# kubota hydrolic fluid



## smurph (Jun 22, 2017)

Hello everyone, I have a kubota m9000, a "friend" borrowed my tractor and trying to be helpful, added super "s" hydraulic fluid. It requires a sythetic fluid I purchase (extorted) from Kubota. He said about a gallon was added. Do I need to drain and replace all of the fluid, am I risking damage to operate it as is?


----------



## slowzuki (Mar 8, 2011)

It will be fine. The m9000 I believe can run regular UDT. Only the hydrostatics are super fussy about fluid.

In Canada they have a premium udt made by another company that Kubota specs for cold weather operation. I've run the premium Agco fluid in my Kubota for years.


----------



## NewBerlinBaler (May 30, 2011)

Local Kubota dealer told me to use Super UDT if the tractor has a hydraulic shuttle,


----------



## slowzuki (Mar 8, 2011)

I think you'll find they always recommend super udt if you ask. It has better low temp performance.

UDT is fully compatible with Super UDT and is also approved for wet clutches, wet brakes etc. Its Kubota's version of universal tractor fluid.

A little shot of off brand universal oil mixed into 10 gallons of SUDT isn't gonna hurt anything.

Again, if you check your manual, the M9000 calls for UDT minimum. The SUDT just makes your shuttle smoother sooner during oil warm up. Its great oil that stays thinner at low temperatures, makes shifting nice in the winter before the transmission warms up etc but not required.

Don't use a straight non-friction modified oil like 32 or 68 in it, the wet clutches won't work right.



NewBerlinBaler said:


> Local Kubota dealer told me to use Super UDT if the tractor has an hydraulic shuttle,


----------



## glasswrongsize (Sep 15, 2015)

NewBerlinBaler said:


> Local Kubota dealer told me to use Super UDT if the tractor has a hydraulic shuttle,


Same here...my shuttle is not hydraulic and told me UDT would be just fine. Then they went to get me 15 gallons and found they were out...sold me super UDT at reg UDT price.

Mark


----------



## smurph (Jun 22, 2017)

Thanks for the help, I appreciate having someone to talk to besides my local kubota dealership. They are great but not sure they have my best interests in mind.


----------



## endrow (Dec 15, 2011)

I was at a maintenance seminar at the John Deere dealer and there was a Deere factory rep talking a couple years back, who said Deere was dead set against synthetic hydraulic fluids conventional fluids will get mixed in when you are switching equipment between tractor and tractor. Unless you have strict control over that, he said some synthetic hydraulic fluids were not compatible with some conventional hydraulic fluids and could cause problems.


----------



## endrow (Dec 15, 2011)

If I had a hydraulic system filled with synthetic oil I would probably get Super S mad if somebody dumped a gallon of super s in it,


----------



## slowzuki (Mar 8, 2011)

I run synthetic in one of my tractors, it always get contaminated from implements.

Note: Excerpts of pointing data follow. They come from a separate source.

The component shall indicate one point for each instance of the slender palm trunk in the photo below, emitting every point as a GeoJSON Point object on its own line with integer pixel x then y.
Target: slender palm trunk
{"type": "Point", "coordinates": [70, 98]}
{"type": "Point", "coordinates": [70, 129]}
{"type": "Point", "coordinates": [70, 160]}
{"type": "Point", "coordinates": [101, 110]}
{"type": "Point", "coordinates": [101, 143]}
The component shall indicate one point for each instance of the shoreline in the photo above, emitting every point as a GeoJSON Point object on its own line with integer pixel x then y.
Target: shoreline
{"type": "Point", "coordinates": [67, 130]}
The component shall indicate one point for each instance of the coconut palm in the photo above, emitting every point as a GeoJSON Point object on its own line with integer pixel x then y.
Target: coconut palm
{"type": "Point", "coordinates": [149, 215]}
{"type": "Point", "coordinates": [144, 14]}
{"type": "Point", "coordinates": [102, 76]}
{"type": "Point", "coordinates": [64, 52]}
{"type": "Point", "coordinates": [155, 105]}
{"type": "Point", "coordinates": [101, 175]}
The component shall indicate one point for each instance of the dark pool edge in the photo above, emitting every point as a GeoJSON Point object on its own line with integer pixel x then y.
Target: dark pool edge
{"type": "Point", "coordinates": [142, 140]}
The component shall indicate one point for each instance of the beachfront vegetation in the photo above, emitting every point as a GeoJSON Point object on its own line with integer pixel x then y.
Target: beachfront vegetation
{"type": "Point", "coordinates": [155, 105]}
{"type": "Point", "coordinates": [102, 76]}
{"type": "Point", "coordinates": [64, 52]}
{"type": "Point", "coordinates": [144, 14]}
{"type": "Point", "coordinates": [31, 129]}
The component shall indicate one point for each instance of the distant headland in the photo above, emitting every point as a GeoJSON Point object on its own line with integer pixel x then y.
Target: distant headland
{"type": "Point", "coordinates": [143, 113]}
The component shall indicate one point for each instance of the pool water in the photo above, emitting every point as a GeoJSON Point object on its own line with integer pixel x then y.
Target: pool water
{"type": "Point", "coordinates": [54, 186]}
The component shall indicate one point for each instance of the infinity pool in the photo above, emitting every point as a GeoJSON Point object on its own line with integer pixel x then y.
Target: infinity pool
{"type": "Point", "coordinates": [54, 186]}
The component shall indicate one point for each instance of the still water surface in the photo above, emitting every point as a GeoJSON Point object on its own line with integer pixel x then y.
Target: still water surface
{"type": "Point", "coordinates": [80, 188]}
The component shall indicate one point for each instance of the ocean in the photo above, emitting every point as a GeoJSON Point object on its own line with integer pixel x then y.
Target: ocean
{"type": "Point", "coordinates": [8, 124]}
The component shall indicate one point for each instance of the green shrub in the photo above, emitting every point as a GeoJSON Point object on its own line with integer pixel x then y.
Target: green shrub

A big cylinder dumps almost a gallon into it.



endrow said:


> If I had a hydraulic system filled with synthetic oil I would probably get Super S mad if somebody dumped a gallon of super s in it,


----------



## skyrydr2 (Oct 25, 2015)

I love my David Brown made Case! Everything takes good ole 15w40! Engine,tranny/hydralics and power steering. Only the final drives get 80-90 . Makes things easy. 
My dad runs the universal hy-trans stuff in his NH and rarely do we ever swap implements any more. 
But I could and have seen what happens when you cross contaminate synthetics with conventional... it aint pretty..pumps get ruined valves get scored... and filters full of goopy chicken-fat like smeg... 
Make sure your synthetic oils are not silicone based... or poly-what ever the hell they call it .. this is the stuff that goops up.. most synthetics are blended with conventional oil so its not the end of the world. Its them fancy pantsed cvt things that run that crap..


----------



## slowzuki (Mar 8, 2011)

The super udt is fully compatible with regular udt.


----------



## bulldogger (May 31, 2015)

I use this fluid in my m9540 it is from a chevron dealer in town.


----------